Below are details of the iSPER MIC Groups Spring 2017 seminar programme, with links to related papers. For further information about these seminars please contact Dr Alexander Haupt.
8 March – Dr Panagiotis Tziogkidis (Plymouth University) – The Global Innovation Index – Measurement and Implications – 16:00 – 17:30, Cookworthy Building 404.
This paper investigates the plausibility of the practice of equal weighting in the Global Innovation Index from a policy perspective. On this basis, we examine the discrepancies in innovation efficiency arising from an endogenous weighting approach and investigate the feasibility of policy recommendations arising from the official approach. The results highlight significant differences for low-income countries, for which conclusions derived from the Global Innovation Index may not be feasible. A novel approach is proposed to monitor the degree to which countries divert from equal weighting, should this be deemed a desirable long-run objective.29 March – Kent Matthews (University of Cardiff) – ‘Run for home’ – SME Lending and the Headquarters Bias – 16:00 – 17:30, Cookworthy Building 401.
This paper is aimed at two strands of the empirical literature in banking. First, it tests for the geographical dimension in SME lending as a rebuttal of Petersen and Rajan (2002) on the relevance of relationship banking for SME lending. Second, it examines the Stein (2002) view that large institutions with complex organisational structures are more able to filter ‘hard’ information than ‘soft’ information. Using data on individual bank lending to SMEs and mortgage lending by postcode area for 120 localities in Great Britain for the period 2013(2)-2014(4), we estimate a panel model on 8393 data points. We conjecture that as the same bank makes SME loans and mortgages to the specific postcode area, it would utilise the informational technology of its common organisational structure. Locality and bank fixed effects allow us to disentangle credit supply and demand and to simultaneously control for the unobserved traits of banks and the borrowers in the localities they lend to. Our results show that functional distance between bank headquarters and branches is negatively related to the net underwriting of SME lending but has no impact on mortgage lending. We interpret these results as strong support for the geographical dimension and a vindication of the conventional view that SME lending requires the transmission of ‘soft’ information through the intermediation of a Relationship Manager who has been largely removed from the banking organisation.

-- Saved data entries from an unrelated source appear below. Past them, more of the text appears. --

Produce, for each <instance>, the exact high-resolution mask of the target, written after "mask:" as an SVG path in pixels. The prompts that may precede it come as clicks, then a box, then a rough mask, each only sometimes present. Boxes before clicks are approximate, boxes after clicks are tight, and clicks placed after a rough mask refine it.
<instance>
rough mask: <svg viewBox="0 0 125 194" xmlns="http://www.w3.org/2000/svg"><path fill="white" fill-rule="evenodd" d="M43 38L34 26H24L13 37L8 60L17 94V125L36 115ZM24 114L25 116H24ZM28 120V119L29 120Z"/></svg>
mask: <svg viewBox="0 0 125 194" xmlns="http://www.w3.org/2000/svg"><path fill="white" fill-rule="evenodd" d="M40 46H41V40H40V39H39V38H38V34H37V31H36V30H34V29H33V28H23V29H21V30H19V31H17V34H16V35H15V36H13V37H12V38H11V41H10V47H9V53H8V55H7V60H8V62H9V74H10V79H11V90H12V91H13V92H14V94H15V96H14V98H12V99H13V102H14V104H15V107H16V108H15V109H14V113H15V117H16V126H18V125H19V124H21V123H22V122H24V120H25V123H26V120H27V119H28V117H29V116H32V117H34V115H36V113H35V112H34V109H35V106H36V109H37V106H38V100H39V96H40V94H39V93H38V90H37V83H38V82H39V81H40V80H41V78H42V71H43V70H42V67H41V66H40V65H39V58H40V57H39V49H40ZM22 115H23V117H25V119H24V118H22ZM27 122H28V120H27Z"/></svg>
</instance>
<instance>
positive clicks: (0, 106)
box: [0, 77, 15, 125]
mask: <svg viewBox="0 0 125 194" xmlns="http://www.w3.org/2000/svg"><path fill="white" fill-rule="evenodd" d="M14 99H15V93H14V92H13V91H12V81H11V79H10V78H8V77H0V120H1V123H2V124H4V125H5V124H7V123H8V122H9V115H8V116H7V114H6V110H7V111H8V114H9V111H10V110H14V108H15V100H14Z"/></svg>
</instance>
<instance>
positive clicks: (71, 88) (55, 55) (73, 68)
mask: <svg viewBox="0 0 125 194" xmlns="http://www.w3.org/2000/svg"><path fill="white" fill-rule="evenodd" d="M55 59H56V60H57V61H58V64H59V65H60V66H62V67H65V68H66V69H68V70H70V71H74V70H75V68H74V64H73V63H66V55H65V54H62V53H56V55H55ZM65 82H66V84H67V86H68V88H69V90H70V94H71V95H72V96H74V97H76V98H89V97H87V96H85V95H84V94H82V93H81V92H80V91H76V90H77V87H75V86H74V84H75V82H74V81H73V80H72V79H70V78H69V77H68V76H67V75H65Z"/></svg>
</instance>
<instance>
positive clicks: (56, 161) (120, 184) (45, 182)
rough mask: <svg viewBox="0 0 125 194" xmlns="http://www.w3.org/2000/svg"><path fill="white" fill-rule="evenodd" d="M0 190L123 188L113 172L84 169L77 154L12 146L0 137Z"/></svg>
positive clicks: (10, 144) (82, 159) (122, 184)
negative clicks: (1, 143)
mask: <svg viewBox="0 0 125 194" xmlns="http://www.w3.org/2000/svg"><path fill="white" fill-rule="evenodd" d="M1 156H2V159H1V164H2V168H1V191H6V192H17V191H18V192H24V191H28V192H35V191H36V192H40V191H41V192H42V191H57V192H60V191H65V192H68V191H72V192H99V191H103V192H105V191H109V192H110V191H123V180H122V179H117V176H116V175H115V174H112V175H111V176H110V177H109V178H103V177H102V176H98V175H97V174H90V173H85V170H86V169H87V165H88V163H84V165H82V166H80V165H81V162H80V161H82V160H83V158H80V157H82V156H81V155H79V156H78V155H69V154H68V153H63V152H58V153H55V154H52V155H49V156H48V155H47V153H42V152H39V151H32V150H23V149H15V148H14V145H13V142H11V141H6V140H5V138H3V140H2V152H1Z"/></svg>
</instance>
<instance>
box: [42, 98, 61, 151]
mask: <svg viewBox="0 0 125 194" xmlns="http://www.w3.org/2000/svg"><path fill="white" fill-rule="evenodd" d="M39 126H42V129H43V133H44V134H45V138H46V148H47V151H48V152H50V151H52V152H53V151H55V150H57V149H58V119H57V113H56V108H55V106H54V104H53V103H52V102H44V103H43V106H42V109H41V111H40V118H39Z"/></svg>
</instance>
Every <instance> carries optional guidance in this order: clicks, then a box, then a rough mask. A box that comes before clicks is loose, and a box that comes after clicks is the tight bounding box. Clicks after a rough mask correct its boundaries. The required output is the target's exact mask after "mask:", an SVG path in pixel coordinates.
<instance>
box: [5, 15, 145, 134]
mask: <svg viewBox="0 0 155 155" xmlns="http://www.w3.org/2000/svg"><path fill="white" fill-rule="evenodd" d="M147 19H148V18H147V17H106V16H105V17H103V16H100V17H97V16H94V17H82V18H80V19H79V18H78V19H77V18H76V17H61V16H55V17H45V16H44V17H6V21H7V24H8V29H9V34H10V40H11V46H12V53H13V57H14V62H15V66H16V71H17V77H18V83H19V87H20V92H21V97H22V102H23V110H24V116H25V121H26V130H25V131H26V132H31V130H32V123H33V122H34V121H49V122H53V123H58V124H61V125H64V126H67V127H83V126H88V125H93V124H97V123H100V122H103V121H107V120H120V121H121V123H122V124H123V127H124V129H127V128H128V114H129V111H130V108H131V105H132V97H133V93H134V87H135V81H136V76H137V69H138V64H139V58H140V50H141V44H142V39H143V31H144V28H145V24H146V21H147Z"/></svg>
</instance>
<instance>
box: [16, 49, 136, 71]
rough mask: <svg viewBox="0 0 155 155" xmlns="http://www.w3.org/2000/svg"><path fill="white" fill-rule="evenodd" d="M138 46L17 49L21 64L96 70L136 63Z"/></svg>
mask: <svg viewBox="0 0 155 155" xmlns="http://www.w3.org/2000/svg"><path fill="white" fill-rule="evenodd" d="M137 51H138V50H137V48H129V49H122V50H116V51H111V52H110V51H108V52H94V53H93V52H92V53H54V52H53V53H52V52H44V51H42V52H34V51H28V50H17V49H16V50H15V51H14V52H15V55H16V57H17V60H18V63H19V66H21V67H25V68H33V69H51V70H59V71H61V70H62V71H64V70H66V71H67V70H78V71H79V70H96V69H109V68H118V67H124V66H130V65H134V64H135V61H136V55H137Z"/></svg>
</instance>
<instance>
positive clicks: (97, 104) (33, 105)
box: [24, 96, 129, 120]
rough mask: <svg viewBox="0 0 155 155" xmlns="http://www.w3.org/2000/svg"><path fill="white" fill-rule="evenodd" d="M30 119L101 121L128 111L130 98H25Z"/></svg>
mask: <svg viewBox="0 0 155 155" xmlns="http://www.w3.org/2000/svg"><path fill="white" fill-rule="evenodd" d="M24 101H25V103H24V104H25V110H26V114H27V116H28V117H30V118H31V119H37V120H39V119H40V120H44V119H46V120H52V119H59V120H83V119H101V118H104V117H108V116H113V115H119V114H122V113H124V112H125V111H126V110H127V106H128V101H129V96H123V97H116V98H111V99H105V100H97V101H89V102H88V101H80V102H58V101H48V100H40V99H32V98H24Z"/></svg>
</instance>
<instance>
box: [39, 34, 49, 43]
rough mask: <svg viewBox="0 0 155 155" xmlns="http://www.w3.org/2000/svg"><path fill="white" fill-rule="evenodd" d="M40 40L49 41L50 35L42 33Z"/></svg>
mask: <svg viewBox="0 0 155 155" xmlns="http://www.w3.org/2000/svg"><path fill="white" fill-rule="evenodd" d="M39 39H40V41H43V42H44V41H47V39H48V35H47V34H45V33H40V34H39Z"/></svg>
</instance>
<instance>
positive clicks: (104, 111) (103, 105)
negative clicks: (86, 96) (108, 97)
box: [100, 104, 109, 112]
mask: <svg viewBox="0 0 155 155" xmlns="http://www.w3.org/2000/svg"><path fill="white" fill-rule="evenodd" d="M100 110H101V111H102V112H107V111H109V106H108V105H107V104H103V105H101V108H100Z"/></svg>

Read a copy of Kent's paper.The metaphor of the Wild West of America is used in this paper to discuss the current phase of reform. In the 19th century Wild West an open frontier land, with the promise of riches untold, encouraged a desperate race to capitalise on opportunities. Law and regulation were slow to follow the ‘pioneers’ – hence the appropriate sobriquet ‘wild’.
In the English higher education system successive governments have created the conditions necessary to open up a new, unregulated Wild West frontier in the sector. In this paper I chart these precursor actions and policies and discuss how the starting gun has been fired, setting loose a for-profit market free-for-all. Deliberate de- and non-regulation is a central tenet of the government’s approach. This has begun to engender significant market adjustment and ownership/capital restructuring with, I argue, possible fundamental, adverse and extreme implications for the nature and quality of research and teaching in English universities.
Our
proposition is therefore a broader holistic approach to economic democracy that
develops fourfold framing of the concept: (i) workplace; (ii) degree of
associational economic governance; (iii) distribution of economic
decision-making powers across space and sector; (iv) transparency, openness and
democratic engagement of broader population in macro-economic decision-making.
Our
approach is informed conceptually by linking traditional concerns around
economic democracy with philosophical concerns about how we conceive of
democracy as a process rather than majoritarian position (or outcome), and
recognising the importance of democracy in terms of economic and social rights
for, and dignity of individuals. In this way we argue that economic democracy
can be viewed as a conduit to enhancing equity and therefore addressing issues
associated with impoverishment.
In articulating our case, we develop an economic democracy index (EDI), which incorporates the four dimensions identified. The initial findings indicate marked differences in economic democracy between a more ‘social’ approach of northern European capitalism and the Anglo-American model. Eastern European economies do not record high levels of economic democracy. Our findings suggests that there are strong correlations between the EDI and poverty and inequality in OECD member states.